Did you know, that… a corner of Nigeria featured on a British banknote for many years all because of a lass from Dundee?

An Ambulance bearing Mary Slessor’s name seen in Jos, northern Nigeria
Seen in Jos, an ambulance of some kind seems to bear Mary Slessor’s name.

Over the years in Nigeria as I’ve got to meet people from different places and we have talked about where we’re from, it’s been notable how many people know (roughly) about the tiny and insignificant nation of Scotland. They know Scotland because of the notable Scottish missionaries who came and made a big impact in Nigeria. In Kagoro (Kaduna state) everyone talks about Mr Archibald who was Scottish and who set up the Boys Brigade in Kagoro as an early way of sharing the gospel with children and families.

But few Scots have had quite the lasting impact on Nigeria and have built there for Scotland a greater reputation than Aberdonian/Dundonian Mary Slessor.

She is famous all over Nigeria, but particularly in the (South) East in Calabar, where she joined mission work among the Efik people in 1876. Like many Europeans she struggled with malaria, but it seems God had prepared this hard working redhead from Dundee to be determined and not easily fazed.
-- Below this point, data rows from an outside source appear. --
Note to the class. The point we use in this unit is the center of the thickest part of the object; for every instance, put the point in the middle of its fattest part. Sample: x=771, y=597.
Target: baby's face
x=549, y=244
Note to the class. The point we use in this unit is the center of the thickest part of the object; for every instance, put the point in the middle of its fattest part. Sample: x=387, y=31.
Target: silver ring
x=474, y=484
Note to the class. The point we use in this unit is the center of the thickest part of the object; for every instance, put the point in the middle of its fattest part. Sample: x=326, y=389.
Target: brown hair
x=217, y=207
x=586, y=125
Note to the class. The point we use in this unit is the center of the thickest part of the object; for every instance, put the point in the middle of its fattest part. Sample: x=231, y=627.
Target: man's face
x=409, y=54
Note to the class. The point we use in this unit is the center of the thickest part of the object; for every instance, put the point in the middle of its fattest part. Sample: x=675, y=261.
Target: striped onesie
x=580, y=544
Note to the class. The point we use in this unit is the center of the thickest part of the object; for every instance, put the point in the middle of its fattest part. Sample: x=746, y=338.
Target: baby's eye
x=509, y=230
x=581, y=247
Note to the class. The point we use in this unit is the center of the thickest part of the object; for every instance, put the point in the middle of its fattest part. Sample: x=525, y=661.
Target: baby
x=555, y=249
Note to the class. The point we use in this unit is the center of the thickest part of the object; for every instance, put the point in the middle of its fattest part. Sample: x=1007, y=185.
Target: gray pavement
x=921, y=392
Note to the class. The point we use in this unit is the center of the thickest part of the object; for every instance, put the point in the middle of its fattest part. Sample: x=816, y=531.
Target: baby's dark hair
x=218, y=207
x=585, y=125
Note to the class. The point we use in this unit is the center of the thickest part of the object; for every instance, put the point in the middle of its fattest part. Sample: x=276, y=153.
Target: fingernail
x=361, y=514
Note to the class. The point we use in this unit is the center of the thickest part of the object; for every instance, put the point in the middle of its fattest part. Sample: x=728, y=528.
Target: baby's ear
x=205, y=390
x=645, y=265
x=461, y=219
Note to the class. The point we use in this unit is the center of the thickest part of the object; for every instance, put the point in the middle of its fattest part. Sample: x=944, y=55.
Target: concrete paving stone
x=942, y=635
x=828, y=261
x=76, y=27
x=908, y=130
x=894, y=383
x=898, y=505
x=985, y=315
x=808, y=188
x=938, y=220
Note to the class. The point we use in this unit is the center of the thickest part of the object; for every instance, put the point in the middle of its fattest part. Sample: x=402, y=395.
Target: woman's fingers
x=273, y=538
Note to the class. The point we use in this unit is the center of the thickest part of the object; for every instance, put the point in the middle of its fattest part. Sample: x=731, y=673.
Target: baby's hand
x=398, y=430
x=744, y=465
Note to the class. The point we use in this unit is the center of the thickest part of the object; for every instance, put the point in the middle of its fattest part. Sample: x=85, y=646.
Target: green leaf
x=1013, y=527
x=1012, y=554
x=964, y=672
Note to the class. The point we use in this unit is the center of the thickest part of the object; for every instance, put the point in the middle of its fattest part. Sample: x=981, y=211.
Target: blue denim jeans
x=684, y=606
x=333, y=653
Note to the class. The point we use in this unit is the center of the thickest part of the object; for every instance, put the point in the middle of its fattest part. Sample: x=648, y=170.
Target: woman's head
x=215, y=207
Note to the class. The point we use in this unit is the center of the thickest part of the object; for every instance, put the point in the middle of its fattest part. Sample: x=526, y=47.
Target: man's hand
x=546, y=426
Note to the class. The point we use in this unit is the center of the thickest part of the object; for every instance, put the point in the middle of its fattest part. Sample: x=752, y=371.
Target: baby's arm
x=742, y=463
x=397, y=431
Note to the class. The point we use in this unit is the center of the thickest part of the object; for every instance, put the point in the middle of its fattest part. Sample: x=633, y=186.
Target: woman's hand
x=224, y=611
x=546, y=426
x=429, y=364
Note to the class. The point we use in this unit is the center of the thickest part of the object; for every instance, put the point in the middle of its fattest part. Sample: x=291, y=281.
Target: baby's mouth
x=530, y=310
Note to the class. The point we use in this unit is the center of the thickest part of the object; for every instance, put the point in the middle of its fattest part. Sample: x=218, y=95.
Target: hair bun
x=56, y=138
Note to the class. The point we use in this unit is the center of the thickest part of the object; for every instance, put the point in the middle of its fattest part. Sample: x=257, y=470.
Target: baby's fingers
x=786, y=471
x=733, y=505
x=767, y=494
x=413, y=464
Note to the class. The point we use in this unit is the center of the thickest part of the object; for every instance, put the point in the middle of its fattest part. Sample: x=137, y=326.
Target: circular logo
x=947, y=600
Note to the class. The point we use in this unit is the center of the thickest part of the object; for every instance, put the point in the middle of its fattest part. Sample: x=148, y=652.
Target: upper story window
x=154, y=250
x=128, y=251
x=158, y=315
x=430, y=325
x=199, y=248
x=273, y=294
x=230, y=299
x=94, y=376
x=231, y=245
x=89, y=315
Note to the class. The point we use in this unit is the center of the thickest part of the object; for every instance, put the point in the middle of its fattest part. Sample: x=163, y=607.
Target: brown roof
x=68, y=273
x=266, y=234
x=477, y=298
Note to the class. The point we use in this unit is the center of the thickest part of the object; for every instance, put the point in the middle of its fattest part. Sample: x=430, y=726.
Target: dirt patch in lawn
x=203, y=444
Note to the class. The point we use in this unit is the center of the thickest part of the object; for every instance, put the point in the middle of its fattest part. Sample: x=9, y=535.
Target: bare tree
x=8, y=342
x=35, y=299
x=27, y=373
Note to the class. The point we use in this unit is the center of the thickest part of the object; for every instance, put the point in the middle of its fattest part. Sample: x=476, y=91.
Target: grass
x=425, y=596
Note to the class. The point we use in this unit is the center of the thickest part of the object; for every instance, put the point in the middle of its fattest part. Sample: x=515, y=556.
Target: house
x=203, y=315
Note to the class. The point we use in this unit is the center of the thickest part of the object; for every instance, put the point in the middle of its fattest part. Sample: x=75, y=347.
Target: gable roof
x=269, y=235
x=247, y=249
She’s best known for rescuing twins and their mothers from being killed, and being something of a peacemaker between warring tribes.

Portrait of Mary Slessor on the Clydesdale Bank £10 note which sadly went out of circulation in 2017 or so.

In many accounts it was her devotion to living in the Efik way, speaking the Efik language which won her a hearing and influence that her more prestigious male missionary colleagues struggled to attain. After all, this child of the British industrial revolution travelled to Calabar as the British colonial authorities were endeavouring to tame the land now known as Nigeria and stamp their own authority on it. Missionaries with any prestige and speaking languages of power couldn’t help but get caught up in the colonial shenanigans. Somehow Mary slipped through — probably bending or breaking a few silly rules along the way — and spent the bulk of her life proclaiming Jesus Christ in a malarious African backwater. She died in early 1915, but many continue to be inspired by her.

(I’ll admit at this point that I’m always somewhat ashamed by my own poor local language skills in Nigeria. It’s not my natural strength and not helped by living in a city.)

It’s a pity that she’s in danger of being forgotten in her home land. Although, as she seemed to let go of the land of her birth — not to enrich herself but others — perhaps that is unsurprising. It is our loss, though, if we neglect her.

In a time when calls for Scottish independence, Brexit and fortress Europe all testify to people becoming increasingly parochial, she may have a message for us about God’s global ambitions and how good it is for us to be involved in them. Had Mary stayed in Dundee, she may have escaped her family’s poverty to die and be forgotten. But giving up her blood relatives and her home land, she gained what Jesus promised his followers would gain — new family and a new land, and sufferings and persecutions, but after that eternal life. And many others gained eternal life because of her.

Clydesdale bank £10 showing a map of SE Nigeria where Mary Slessor worked.